Defining learning design

I have often felt that defining a learning designer's role is like trying to nail jelly to a wall. Especially when I am trying to explain to an "outsider" what it is that I do. However, I think I might have just found a new favourite blogger in the shape of Patrick Dunn of Networked Learning Design, who goes a long way towards giving the role some shape. I am just disappointed that I couldn't find an RSS feed to the blog so that I could subscribe (happy to be proved wrong, by the way).

Thanks to Mark Berthelemy who emailed me the link to this post about the learning designer as an architect. The fact that the link came from Mark is no coincidence: we work together on the same team: he as a solutions architect, while I am a learning designer. The boundary between his role and mine has never really been clear. There are things that I think I should so and things I will need Mark to do. These are unlikely to mirror exactly the things he thinks he should do and the things he needs me to do. I confess I am probably the more precious of the two when there is overlap.
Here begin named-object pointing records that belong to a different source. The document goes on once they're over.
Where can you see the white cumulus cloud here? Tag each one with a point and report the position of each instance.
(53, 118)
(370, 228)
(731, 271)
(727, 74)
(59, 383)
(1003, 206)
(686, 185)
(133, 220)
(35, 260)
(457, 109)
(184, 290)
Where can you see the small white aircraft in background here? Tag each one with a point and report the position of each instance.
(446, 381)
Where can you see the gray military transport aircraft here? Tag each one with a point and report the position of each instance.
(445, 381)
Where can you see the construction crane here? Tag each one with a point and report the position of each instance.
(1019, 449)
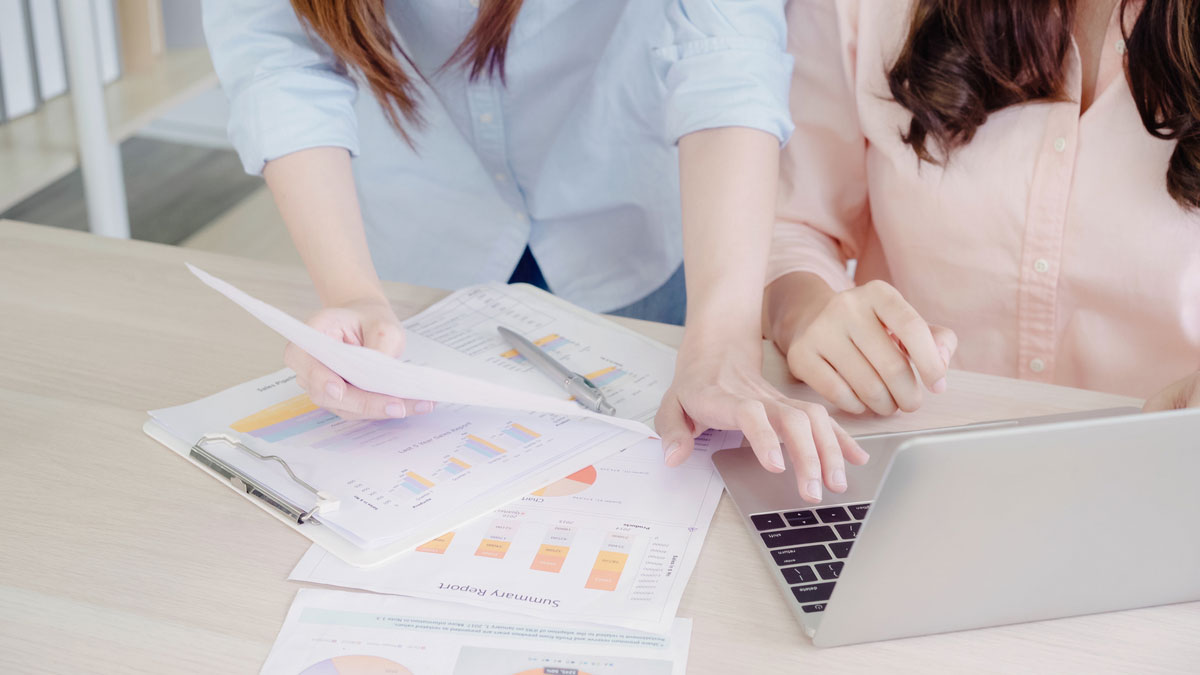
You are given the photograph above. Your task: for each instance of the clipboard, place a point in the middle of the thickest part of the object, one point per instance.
(305, 518)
However, I have a tendency to approach each project with a sense of panic that I have no idea how to do this. In my more objective moments, I see this as a good thing. Each new project is a whole voyage of discovery. A new adventure with a new destination. What are the learner's needs? What do we want the learner's experience to be? What tools are there out there that will help us achieve that? Which of those tools will work within the client company's constraints? How are we going to engage the learner? And a host of other questions. I have no interest in duplicating the last project for the new client. As Patrick Dunn suggests, we can use patterns and prompts to get the creative juices flowing, but who wants to get stuck in a mechanistic re-use rut? Bleagh!